With the recent news tsunami about ChatGPT and AI, there has been a lot of talk about AI being used to create term papers, images and video. On the Joe Rogan podcast, Joe often worries that we won’t be able to tel what is real anymore vs. what has been faked. He shows examples of videos of him interviewing people he never met, of Biden saying things he never said and of comedians impersonating famous people using apps that mimic a person’s voice and likeness.
I’ve written about online fakes before when I started noticing photo filters being used to significantly change people’s appearance for online dating app profiles. Then I leaned about apps like facetune and Instagram filters that do this for images and videos.
We don’t need to worry about “the future” create a false reality. It’s already here.
But unlike Rogan, I’m not the least bit worried. I can tell what is real from what is not.

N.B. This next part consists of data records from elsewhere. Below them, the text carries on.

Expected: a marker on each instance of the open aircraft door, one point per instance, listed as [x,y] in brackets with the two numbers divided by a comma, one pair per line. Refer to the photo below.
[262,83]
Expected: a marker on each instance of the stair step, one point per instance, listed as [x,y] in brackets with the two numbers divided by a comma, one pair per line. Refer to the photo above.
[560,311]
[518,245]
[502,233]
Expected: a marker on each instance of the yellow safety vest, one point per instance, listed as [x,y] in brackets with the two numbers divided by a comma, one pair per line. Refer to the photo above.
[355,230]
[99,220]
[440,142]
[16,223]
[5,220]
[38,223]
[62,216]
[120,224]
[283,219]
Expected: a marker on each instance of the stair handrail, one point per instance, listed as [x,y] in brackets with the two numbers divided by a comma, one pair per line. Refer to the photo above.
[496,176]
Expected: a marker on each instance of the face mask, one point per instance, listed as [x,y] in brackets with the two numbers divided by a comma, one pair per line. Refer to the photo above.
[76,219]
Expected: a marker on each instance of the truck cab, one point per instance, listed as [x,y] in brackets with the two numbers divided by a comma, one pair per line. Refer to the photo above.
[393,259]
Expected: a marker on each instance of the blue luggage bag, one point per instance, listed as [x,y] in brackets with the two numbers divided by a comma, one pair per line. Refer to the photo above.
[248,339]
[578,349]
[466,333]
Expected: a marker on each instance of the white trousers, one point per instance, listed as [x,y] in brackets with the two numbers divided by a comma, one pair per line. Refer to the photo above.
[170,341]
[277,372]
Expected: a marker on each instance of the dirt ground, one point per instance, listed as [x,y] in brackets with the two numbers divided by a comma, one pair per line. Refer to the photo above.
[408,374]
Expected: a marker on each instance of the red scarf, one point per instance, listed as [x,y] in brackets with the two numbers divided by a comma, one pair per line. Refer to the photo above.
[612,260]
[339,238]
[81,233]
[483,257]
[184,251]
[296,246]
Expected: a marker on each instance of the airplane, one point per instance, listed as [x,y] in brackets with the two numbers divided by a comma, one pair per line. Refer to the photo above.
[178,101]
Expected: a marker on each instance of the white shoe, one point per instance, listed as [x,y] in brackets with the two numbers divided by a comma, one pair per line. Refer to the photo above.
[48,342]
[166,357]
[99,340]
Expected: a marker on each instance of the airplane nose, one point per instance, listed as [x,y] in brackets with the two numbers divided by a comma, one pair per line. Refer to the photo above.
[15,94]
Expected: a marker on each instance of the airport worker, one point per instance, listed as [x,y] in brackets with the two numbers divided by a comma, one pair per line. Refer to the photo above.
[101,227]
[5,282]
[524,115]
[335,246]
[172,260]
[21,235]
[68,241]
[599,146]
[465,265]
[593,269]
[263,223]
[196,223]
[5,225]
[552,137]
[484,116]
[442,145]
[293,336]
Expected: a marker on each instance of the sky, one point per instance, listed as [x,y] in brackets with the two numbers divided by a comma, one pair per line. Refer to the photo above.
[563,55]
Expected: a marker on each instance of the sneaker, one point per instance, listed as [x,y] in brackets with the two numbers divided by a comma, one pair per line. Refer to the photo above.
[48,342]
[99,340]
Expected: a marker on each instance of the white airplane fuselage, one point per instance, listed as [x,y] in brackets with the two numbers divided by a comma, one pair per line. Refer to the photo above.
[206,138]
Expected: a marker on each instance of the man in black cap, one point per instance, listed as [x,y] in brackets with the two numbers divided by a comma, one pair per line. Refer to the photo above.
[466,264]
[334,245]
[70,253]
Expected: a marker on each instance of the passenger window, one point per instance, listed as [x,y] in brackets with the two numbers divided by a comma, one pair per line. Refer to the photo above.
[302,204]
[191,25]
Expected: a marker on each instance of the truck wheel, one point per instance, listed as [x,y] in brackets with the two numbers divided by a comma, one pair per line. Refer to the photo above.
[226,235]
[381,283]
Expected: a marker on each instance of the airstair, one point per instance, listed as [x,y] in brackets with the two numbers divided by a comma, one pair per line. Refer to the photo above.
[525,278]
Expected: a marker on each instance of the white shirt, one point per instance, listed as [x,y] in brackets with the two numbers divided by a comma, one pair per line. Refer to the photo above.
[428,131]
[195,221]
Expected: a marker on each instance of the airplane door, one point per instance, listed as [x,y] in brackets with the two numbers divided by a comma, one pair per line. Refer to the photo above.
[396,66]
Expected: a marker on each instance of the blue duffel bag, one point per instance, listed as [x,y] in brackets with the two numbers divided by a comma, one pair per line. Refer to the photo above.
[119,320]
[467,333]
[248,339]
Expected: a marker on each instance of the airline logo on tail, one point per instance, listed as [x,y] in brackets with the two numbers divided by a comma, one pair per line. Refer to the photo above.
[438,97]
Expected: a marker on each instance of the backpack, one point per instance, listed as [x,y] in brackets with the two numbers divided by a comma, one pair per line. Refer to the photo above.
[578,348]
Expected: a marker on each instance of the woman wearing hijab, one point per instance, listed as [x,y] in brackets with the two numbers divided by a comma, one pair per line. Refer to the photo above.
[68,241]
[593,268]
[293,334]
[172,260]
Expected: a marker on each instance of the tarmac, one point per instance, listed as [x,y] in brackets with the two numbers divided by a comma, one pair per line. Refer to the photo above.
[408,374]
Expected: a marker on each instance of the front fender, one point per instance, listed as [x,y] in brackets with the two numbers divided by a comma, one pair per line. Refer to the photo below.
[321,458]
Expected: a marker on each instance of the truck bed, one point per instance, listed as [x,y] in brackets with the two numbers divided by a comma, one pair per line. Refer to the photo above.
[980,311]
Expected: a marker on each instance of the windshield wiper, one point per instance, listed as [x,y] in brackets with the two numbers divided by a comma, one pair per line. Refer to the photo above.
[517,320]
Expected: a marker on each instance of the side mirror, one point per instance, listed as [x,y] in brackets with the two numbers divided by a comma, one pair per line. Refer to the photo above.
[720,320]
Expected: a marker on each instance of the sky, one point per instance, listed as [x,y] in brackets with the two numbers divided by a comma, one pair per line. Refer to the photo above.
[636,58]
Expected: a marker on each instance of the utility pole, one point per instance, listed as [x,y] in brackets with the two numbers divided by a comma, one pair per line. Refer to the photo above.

Women do not look like Barbie dolls. Men do not have chiseled abs, square jobs and perfectly white teeth. Skin is not smooth and flawless. Eyes do not sparkle luminescently from their natural natural ice-blue or emerald green color.
Instead, real people have hairs, pores, wrinkles and cellulite. They have dry skin patches, pimples, age spots and love handles.
So whenever I see a “flawless” face/body, I know it’s fake. This includes any image or video from a Kardashian, a celebrity, and now, from an ever-growing number of “normal people”. When I see these, I can install recognize they are bullshit.
It’s the same way I perceive magazine cover images. I know they are airbrushed, photoshopped, professionally lit and modified. They are not accurate representations of something real.
I’m not even passing judgement on these anymore. I know that if there is a financial incentive to expect people to do whatever it takes to drive more money. I’m aware that even people without a financial incentive, many people do not feel that publishing fakes images of themselves is doing anything wrong.
So instead, my default is to be skeptical of everything I see online. Whether it’s a video from StarWars purporting to be a scene from the war in Ukraine, to an actor’s impossibly perfect body, to headlines about the latest non-peer reviewed study or poll, I suspect it’s all been modified in some way to manipulate the viewer (me).
Then, if I am actually interested in the content, I might dig deeper to look at statistics, read the pubMed study or search for other information to determine if the info appears to be valid.
Most of the time, I just tune out altogether and move on with my life.
Since I’m not a reporter, pundit or podcaster, and I don’t need to use fear, fakes or my uniformed opinions, that pretty easy to do.